La carte de la gloire,

le territoire de l'oubli

   Le triomphe de Michel Houellebecq nous réjouit. Nous fûmes suffisamment déçus par ses échecs au Goncourt en 1998, avec Les Particules élémentaires, et en 2005, avec La Possibilité d'une île, pour ne pas nous féliciter de sa victoire, lundi dernier, à la troisième "tentative". Et cela d'autant plus que La Carte et le territoire (Flammarion) est un roman, à la fois désenchanté et jubilatoire, qui s'inscrit à merveille dans l'air du temps de ce mois de novembre 2010 où, sous la résignation apparente, se profile une très énergique "extension du domaine de la lutte".
   Le lendemain du prix, nous écoutions l'"heureux"  lauréat, sur France Inter, exhorter les auditeurs à ne jamais baisser les bras. "Ne vous laissez pas emmerder, soyez libres!", clamait-il. Magnifique, Michel! comme dirait Drucker qui ne va sans doute pas tarder à programmer un"Vivement dimanche"  houellebecquien. Il faut dire que ce matin-là, le malicieux écrivain à la paupière lasse comme ses anoraks réussissait une sacrée performance. Il volait carrément la vedette au général de Gaulle dont on célébrait pourtant, un peu partout ailleurs, le quarantième anniversaire de la disparition. Et lorsque l'invité déclara un brin péremptoire: "On n'a pas de devoirs envers son pays, on est des individus, c'est tout!", on a bien cru entendre, en bruit de fond radiophonique, le héros de Colombey se retourner dans sa tombe, pour autant que sa gigantesque stature posthume le lui en laissait le loisir.
   Tant pis pour "l'homme du 18 juin", c'est celui du 8 novembre qui était ici à l'honneur! La gloire est ainsi faite. L'enthousiasme du moment peut balayer d'un insolent revers de manche de parka fripée la majestuosité d'un uniforme. Voilà bien à quoi nous songions en écoutant ce drôle de fan de Jean-Pierre Pernaud et de Julien Lepers nous rappeler que "la France est un hôtel, pas plus".
   Injustice? Affaire de circonstances, c'est tout, évitons les grands mots. D'ailleurs, s'il y en a un qui est déjà rompu aux fatals soubresauts de la renommée, c'est à l'évidence Michel Houellebecq lui-même. "C'est curieux comme les choses changent..." fait-il dire au père de son double, à la page 217 de son opus désormais ceint de la prestigieuse bande rouge.
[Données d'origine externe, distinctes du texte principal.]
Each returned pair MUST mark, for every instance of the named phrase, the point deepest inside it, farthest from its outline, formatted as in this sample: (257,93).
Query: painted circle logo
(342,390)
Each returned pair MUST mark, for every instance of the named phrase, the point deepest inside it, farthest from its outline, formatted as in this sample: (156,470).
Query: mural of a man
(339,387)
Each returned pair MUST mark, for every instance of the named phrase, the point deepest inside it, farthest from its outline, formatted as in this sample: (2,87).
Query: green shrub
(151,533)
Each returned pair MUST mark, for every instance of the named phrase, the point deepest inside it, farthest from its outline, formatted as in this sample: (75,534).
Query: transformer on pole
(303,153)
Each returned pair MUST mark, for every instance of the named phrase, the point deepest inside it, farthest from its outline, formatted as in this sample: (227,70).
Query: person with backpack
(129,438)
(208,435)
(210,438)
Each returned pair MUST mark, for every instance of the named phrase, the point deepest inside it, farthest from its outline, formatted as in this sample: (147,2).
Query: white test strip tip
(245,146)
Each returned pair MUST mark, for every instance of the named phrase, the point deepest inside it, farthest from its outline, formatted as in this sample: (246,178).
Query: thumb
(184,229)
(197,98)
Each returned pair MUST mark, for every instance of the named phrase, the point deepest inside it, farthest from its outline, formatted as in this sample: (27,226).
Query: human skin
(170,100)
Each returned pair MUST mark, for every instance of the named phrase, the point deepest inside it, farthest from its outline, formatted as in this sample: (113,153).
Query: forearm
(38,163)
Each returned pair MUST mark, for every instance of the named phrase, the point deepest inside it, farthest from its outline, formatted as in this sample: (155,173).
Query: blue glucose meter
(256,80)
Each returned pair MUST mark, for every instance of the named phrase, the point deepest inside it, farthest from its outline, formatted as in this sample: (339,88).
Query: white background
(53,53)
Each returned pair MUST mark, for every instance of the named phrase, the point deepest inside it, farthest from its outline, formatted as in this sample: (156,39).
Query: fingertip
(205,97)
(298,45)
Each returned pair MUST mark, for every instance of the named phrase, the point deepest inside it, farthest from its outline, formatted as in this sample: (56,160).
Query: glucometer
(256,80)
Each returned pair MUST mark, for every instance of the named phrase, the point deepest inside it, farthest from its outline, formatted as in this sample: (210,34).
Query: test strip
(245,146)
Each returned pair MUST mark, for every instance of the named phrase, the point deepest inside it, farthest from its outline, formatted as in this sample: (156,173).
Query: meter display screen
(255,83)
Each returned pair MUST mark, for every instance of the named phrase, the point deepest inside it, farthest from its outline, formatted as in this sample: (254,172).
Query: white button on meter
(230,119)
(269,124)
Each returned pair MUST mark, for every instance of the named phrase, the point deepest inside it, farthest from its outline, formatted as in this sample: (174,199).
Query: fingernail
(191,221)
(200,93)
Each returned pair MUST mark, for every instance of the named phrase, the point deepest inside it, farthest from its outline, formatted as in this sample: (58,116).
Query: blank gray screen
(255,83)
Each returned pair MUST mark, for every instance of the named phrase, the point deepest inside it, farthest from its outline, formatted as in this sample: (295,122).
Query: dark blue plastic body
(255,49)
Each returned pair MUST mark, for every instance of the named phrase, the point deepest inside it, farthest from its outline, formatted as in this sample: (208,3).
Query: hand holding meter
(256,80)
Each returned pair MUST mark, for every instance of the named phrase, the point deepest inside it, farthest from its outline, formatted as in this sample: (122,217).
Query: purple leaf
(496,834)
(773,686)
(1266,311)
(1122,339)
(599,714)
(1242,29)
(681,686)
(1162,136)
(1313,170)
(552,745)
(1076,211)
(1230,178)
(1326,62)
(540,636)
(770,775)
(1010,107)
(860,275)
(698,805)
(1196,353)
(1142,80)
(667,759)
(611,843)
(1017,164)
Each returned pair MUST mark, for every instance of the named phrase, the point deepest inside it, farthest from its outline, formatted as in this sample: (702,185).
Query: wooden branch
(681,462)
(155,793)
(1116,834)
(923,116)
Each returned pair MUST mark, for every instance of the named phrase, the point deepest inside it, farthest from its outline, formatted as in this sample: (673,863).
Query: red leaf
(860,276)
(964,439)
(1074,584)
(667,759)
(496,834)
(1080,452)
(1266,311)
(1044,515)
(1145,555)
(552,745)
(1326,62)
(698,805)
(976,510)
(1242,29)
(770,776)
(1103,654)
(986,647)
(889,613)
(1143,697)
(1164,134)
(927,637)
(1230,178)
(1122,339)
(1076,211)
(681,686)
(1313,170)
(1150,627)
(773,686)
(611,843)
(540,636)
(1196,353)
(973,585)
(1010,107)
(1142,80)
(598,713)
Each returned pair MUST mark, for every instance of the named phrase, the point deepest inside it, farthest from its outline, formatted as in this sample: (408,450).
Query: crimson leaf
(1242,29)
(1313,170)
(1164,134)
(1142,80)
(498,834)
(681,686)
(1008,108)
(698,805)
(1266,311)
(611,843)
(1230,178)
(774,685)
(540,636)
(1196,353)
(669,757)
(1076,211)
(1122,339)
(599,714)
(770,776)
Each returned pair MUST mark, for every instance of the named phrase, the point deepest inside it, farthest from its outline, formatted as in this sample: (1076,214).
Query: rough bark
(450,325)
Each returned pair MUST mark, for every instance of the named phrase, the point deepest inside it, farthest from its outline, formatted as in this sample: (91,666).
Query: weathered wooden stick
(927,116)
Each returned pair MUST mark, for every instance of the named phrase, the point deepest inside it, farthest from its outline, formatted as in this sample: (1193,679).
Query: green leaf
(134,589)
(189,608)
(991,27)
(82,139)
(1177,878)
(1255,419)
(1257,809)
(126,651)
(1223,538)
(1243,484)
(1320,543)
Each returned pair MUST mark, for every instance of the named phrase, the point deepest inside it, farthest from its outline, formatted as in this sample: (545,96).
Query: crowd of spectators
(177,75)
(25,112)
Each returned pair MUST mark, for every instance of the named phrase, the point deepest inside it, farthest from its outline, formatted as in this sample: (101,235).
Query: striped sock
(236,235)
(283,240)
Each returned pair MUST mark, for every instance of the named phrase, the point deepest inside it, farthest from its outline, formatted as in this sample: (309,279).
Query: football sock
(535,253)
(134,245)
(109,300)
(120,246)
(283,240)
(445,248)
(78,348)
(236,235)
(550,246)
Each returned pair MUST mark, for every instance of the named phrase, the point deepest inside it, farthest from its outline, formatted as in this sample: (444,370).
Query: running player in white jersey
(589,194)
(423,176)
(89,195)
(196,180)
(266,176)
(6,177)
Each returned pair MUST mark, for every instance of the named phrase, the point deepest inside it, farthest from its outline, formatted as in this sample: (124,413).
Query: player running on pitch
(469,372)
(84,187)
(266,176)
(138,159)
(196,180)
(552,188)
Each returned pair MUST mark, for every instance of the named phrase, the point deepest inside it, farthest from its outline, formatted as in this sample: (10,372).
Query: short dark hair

Oui, les choses changent vite et bien malin qui pourrait évaluer la durée du rayonnement de celui qui, il n'y a pas si longtemps encore, était conspué à l'unanimité, ou presque.
   Comment pouvait-on, dans un contexte analogue, ne pas penser, au moment de l'attribution du prix, à un lauréat précédent qui vient de disparaître dans une assez scandaleuse indifférence? Lorsqu'il fut sacré, en 1968, pour Les Fruits de l'hiver, lui aussi capta tous les regards. Lui aussi éclipsa momentanément de Gaulle, avant que la chienlit ne déferle. Lui aussi fit des déclarations brutes de décoffrage. Lui aussi pesta contre les travers de la société du moment. Lui aussi réhabilita l'âme des provinces et des bourgades. Lui aussi fut traité de populiste. Lui aussi aimait les chiens. Lui aussi lorgnait vers l'Irlande. Lui? Il s'appelait Bernard Clavel et il a signé plus de quatre-vingts ouvrages dévorés, loin des chapelles, sinon celles du Jura aux toits de pierre et de bois, par des millions de gens.
  Comprenons-nous bien: il ne s'agit pas de comparer les mérites respectifs du "dépressif" du Gâtinais et du bûcheron franc-comtois. Leurs oeuvres, pas plus que leurs démarches, leurs postures et leurs convictions - quoi que... - n'offrent de vraies similitudes. Qu'on nous permette simplement d'y mieux mesurer, parfois jusqu'au vertige, l'indécent grand écart auquel sont soumises, au fil des ans, ces notions floues que sont, en art, le goût et la reconnaissance, l'emballement et la postérité, le lâchage et la fidélité.
   Allez, terminons par une hypothèse. Et si, un de ces quatre, Michel Houellebecq rédigeait un vibrant éloge de Bernard Clavel? Dans La Carte et le territoire, il rend bien un hommage aussi inattendu sous sa plume que mérité pour l'intéressé, à un autre laissé-pour-compte de l'ingrat monde des Lettres: Jean-Louis Curtis (1917-1995). Curtis avait lui aussi obtenu le Goncourt. C'était en 1947 pour Les Forêts de la nuit. Ces forêts où il rôde aujourd'hui, si loin des splendeurs de chez Drouant, avec Clavel et tant d'autres, avant que l'histoire littéraire ne rende son jugement dernier. Au minimum dans un siècle ou deux, "particules élémentaires" comprises. D.P.
(Cette chronique a été publiée,

dans une version légèrement modifiée,

dans l'hebdomadaire "Voix du Jura",

n° 3452, semaine du 20 au 26 janvier 2011). 

 

Ferrat, Chabrol:

l'émotion consolatrice
   Drôles d'hommages, quand on y pense. Il y a quelques mois, la France, larme printanière à l'oeil et lyrisme aragonien aux lèvres, n'en finissait plus de saluer Jean Ferrat. La télévision nationale, on s'en souvient, n'hésita pas à retransmettre en direct les obsèques de l'"échappé"  ardéchois, un peu à la façon d'une étape de la "Grande boucle" dans un col cévenol. Et les foules bigarrées ne cessent, depuis, de se bousculer dans l'étroit cimetière basaltique, lors d'un fervent ballet qui ne manquerait pas d'agacer le discret compagnon des petites routes et des pensées rebelles.
   C'était en mars dernier, entre les deux tours d'une élection que les "bonnes gens"  boudèrent en une obstination inversement proportionnelle à celle qu'ils insufflèrent dans leur "au revoir" au chantre de La Montagne. Et voici donc qu'un semestre plus tard disparaît Claude Chabrol, sous un concert de louanges et face une émotion, certes pas tout à fait de la dimension de la précédente, mais néanmoins étonnante par son impact à la fois médiatique et intimiste.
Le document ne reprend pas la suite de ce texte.